In April 2024, mutual funds significantly increased their holdings in Kotak Mahindra Bank, purchasing shares worth over Rs 8,100 crore. This activity followed a substantial sell-off triggered by the Reserve Bank of India's (RBI) ban on the bank's new customer onboarding via online and mobile platforms, along with a suspension of new credit card issuances.

During April, 39 mutual funds collectively acquired approximately 4.62 crore shares of Kotak Mahindra Bank, a notable rise from over 96 lakh shares bought in the previous quarter. This buying spree marked the ninth consecutive month of mutual fund investment in the bank.

The RBI's action on April 29 led to a sharp drop in the bank's stock, which fell more than 11% in a single day, wiping out over Rs 40,000 crore in market capitalization. The stock saw a 9% decline in April and has dropped over 15% year-to-date in 2024, contrasting with a 4.4% gain in 2023.
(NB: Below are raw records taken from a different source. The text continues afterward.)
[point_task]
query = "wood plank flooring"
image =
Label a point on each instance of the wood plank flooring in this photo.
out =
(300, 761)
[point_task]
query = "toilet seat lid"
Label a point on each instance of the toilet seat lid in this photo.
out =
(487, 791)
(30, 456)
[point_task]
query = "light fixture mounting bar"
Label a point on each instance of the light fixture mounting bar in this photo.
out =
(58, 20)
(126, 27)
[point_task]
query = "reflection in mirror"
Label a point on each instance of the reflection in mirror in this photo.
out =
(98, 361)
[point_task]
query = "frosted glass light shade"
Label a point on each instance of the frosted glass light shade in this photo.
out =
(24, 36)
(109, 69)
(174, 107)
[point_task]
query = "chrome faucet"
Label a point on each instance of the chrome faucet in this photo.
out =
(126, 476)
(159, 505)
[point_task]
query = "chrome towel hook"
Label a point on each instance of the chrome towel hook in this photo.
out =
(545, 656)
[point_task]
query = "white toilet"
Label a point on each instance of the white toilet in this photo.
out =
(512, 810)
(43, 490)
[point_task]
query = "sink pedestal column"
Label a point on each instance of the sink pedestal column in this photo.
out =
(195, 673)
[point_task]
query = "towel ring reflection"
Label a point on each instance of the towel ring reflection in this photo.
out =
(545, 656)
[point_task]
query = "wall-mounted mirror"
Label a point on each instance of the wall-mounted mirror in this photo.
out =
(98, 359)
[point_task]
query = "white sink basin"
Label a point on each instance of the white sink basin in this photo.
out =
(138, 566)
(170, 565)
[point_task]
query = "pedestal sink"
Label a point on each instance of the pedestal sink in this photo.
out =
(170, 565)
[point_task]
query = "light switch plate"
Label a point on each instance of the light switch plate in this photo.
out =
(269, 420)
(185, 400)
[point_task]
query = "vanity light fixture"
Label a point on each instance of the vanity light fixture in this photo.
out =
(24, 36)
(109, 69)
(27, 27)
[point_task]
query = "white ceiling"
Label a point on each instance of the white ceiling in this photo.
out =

As of April, mutual funds held around 30.24 crore shares of Kotak Mahindra Bank, up from 25.63 crore shares in March. The value of these holdings increased to Rs 53,186 crore from Rs 41,663 crore. Notably, SBI Mutual Fund emerged as the largest shareholder with 9.24 crore shares worth Rs 15,000 crore, while HDFC Mutual Fund and ICICI Prudential MF also increased their stakes.
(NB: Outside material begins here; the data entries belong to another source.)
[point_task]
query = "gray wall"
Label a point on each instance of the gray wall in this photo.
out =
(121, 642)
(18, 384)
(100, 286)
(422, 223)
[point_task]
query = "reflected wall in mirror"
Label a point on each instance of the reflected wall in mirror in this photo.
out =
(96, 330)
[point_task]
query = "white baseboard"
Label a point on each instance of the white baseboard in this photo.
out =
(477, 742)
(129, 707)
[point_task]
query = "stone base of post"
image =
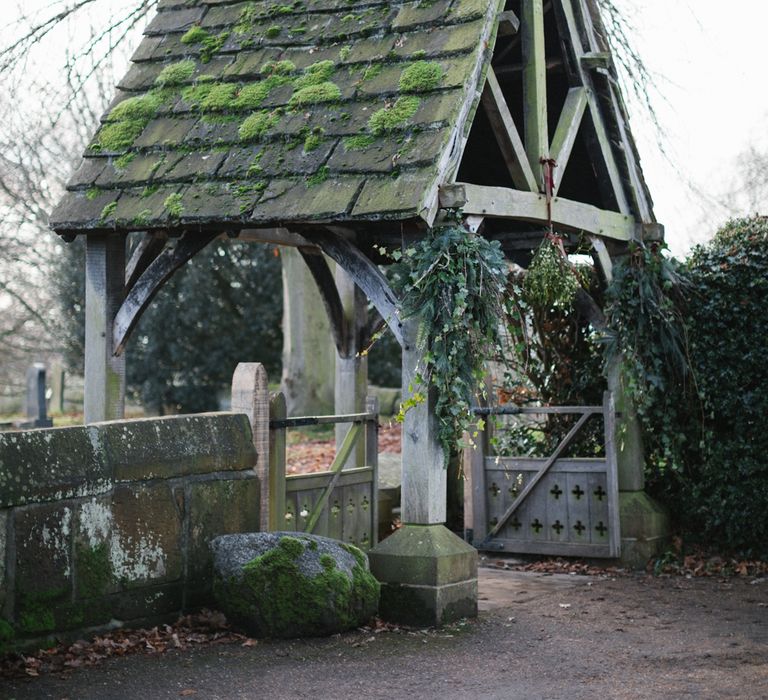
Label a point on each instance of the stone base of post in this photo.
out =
(428, 576)
(645, 528)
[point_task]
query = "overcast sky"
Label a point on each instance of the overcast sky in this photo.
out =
(709, 61)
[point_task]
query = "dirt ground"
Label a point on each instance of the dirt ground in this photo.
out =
(537, 636)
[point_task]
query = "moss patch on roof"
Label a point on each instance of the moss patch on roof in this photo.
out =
(264, 111)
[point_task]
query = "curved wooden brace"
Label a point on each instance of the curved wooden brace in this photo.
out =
(366, 275)
(148, 248)
(326, 284)
(148, 284)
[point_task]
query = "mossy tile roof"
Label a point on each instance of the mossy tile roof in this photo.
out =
(261, 113)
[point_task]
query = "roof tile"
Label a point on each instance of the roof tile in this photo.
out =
(183, 160)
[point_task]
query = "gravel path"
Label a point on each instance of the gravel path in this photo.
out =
(537, 636)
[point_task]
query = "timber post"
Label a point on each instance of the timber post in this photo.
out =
(250, 395)
(351, 373)
(104, 292)
(644, 524)
(428, 575)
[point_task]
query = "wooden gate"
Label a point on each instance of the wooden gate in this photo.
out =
(553, 505)
(340, 503)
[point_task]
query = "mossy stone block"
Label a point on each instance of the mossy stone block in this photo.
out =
(163, 448)
(428, 606)
(428, 576)
(292, 585)
(50, 464)
(423, 555)
(645, 528)
(641, 516)
(148, 602)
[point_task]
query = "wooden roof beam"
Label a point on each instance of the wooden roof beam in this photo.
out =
(500, 202)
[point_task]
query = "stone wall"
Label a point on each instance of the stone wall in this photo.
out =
(109, 523)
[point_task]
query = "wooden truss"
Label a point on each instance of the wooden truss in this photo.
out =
(528, 152)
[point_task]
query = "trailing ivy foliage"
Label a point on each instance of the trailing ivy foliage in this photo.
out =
(551, 355)
(692, 340)
(646, 336)
(454, 282)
Despite the stock's downturn, several brokerages have maintained their ratings for Kotak Mahindra Bank. The RBI's restrictions, which include an external audit of the bank’s IT systems, have led to cautious optimism among analysts. Emkay has downgraded the bank, reducing its target price by 10%, while Morgan Stanley anticipates only temporary stock price effects with limited impact on earnings.

Kotak Bank’s credit card business, accounting for 4% of its loans, has been impacted by the restrictions. Analysts are closely watching the bank's technology spending and branch expansion, with forecasts suggesting a medium-term devaluation. HSBC expects a 2-5% decrease in earnings per share and a 5-6% drop in return on assets due to the credit card restrictions, although other growth areas may offset these losses.

In addition to Kotak Mahindra Bank, mutual funds have also shown interest in stocks like Vodafone Idea (Rs 3,244 crore), Axis Bank (Rs 3,112 crore), Reliance Industries (Rs 2,597 crore), Infosys (Rs 2,109 crore), HUL (Rs 1,950 crore), and HDFC Bank (Rs 1,716 crore). On the other hand, State Bank of India led in selling, with mutual funds withdrawing Rs 1,666.94 crore, followed by Bajaj Finance and L&T.

Investors are advised to consult with certified experts before making investment decisions, as the views expressed are based on current market conditions.